Takumi approached him.
“Dad,” he said.
Mr. Renshō turned immediately. “Did he—?”
Takumi shook his head. “He left.”
A pause.
“Is he…?” Takumi hesitated, the question catching in his throat. “Is Yukito okay?”
Mr. Renshō followed his gaze, up toward the distant hill where the path disappeared from view. His expression tightened—not with anger, but with something quieter. Something older.
“He’s hurting,” he said carefully. “And he doesn’t know where to put it.”

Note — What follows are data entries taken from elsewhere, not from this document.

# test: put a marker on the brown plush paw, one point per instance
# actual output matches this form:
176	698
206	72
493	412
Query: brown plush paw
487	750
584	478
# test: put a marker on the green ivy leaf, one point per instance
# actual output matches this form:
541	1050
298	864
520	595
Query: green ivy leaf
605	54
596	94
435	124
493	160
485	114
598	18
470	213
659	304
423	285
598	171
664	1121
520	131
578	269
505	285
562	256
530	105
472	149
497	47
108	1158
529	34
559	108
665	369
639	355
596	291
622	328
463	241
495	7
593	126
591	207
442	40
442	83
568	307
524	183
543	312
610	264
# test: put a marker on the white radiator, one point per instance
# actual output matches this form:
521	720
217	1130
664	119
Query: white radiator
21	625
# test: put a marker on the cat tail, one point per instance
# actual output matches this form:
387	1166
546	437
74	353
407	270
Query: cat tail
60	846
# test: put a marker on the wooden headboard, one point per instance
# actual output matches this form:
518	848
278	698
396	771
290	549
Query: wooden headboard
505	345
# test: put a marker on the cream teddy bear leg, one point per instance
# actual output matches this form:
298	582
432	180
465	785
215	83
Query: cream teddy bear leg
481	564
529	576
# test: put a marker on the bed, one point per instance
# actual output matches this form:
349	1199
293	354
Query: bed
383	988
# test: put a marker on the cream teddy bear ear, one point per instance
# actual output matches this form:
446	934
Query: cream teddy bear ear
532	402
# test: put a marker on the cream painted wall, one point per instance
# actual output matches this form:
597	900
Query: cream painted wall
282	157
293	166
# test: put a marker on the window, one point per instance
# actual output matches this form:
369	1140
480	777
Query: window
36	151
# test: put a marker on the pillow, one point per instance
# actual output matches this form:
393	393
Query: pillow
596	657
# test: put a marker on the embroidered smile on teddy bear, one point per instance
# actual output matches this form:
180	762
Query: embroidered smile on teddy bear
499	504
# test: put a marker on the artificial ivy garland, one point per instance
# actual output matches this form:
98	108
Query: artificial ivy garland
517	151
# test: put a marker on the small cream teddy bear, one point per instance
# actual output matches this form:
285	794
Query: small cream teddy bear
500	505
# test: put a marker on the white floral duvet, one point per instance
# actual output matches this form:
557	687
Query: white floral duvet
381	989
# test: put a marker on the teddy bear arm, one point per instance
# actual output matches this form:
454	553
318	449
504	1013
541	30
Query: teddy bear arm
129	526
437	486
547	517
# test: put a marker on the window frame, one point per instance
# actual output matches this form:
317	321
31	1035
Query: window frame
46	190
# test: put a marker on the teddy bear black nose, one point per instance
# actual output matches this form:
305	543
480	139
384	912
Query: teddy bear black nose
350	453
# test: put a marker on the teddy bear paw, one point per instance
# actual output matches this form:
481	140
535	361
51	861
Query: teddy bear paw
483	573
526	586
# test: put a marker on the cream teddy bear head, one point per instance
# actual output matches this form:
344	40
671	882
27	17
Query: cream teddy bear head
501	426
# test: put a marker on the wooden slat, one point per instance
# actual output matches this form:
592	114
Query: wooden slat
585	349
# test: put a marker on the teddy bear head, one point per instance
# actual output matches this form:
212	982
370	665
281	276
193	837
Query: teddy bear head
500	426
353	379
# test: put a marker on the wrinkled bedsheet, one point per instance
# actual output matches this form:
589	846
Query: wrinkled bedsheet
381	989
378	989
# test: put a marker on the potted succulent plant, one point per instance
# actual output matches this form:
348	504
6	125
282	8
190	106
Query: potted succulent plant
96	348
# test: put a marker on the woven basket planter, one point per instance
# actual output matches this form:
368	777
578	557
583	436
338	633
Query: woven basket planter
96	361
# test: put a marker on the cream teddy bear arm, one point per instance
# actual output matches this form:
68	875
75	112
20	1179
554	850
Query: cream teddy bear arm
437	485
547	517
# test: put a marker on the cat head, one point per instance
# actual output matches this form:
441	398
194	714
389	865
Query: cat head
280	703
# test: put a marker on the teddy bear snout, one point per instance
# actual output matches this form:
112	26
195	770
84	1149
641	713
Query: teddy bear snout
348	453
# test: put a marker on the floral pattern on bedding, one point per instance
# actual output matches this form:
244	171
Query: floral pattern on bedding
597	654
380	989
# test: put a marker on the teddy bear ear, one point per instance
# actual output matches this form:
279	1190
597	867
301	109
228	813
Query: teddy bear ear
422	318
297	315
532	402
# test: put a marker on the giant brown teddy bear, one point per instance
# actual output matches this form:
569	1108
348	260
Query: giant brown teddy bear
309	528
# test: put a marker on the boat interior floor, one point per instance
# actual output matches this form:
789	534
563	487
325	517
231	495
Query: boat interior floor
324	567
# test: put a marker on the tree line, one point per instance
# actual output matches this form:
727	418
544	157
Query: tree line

Takumi nodded. He already knew that.
Mr. Renshō was silent for a moment longer. Then he looked back at his son.
“And you?” he asked.
The question landed harder than Takumi expected.
Takumi opened his mouth. Closed it again.
He stared out at the training grounds—the scuffed stone, the empty space where drills would resume later today, where Ojiro’s voice should have been calling out corrections.
“I don’t know,” he said finally.
It wasn’t the answer he’d been trained to give.
Mr. Renshō didn’t correct him.
He placed a hand on Takumi’s shoulder, firm and steady, grounding in a way that felt dangerously close to comforting.
“We’ll get through today,” he said. “One step at a time.”
Takumi nodded.
But his eyes had already drifted back toward the hill.
Toward the place Yukito had gone alone.